In this category, Lisuto examined the changes in the average conversion rate of both tagged and untagged products. The results for this category once more show the resilience of tagged products from a different angle.  

As the table indicates, in January, while untagged products' average conversion rate plummeted sharply, the average conversion rate of tagged products not only didn’t drop, but actually experienced an uplift.

The website traffic remained relatively low in February, but again tagged products clearly outperformed untagged products in average conversion rate. Indeed, both types of products decrease in average conversion rates, but the tagged products’ decrease was significantly less substantial than that of the untagged products.
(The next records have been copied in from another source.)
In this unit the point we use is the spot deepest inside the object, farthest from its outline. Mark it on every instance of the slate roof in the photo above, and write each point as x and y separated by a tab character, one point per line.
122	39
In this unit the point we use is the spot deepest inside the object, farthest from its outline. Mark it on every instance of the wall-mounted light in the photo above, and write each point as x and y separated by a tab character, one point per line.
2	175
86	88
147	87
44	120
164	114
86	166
This case study solidifies the assertion that tagging has a significant positive impact on products, in terms in all performance parameters that were examined. As shown above, tagged products have consistently experienced increases in exposure on the website, generated much more in sales, and demonstrated much better average conversion rates. The case study also demonstrated that tagged products are much more resilient during months of reduced website traffic, compared to untagged products, which experienced sharp declines in all categories.

Tagging increases the product’s exposure because it enables it to come up in narrow and refined searches and navigation. Since tagging increases exposure, it follows that increased exposure would contribute to increased page access numbers and sales.
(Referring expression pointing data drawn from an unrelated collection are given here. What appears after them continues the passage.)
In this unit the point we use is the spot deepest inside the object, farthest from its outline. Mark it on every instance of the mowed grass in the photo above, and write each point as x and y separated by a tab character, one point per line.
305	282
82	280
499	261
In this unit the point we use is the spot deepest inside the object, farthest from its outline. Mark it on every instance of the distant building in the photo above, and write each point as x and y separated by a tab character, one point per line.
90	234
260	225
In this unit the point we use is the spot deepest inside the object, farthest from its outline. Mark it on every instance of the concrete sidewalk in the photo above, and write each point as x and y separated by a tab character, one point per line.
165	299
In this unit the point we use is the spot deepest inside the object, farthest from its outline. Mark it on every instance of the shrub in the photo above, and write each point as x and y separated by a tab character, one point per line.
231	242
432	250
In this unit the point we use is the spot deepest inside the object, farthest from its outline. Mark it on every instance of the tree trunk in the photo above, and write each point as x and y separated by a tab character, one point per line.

In addition, the reason for tagging’s positive impact on the average conversion rate is pre-qualification. When customers know exactly what they wish to buy, they will most often use the navigation refinements to narrow the search results in order to find it. Tagging in effect guarantees that your products appear in such refined searches, and when you give your customers exactly what they are looking for, it drives the conversion rate up in comparison to untagged products, which usually disappear in refined searches.

This case study proves that tagging definitely gives your online store an advantage. By tagging, sellers may significantly increase their products’ exposure, which in turn helps drive up page access numbers, sales and average conversion rate.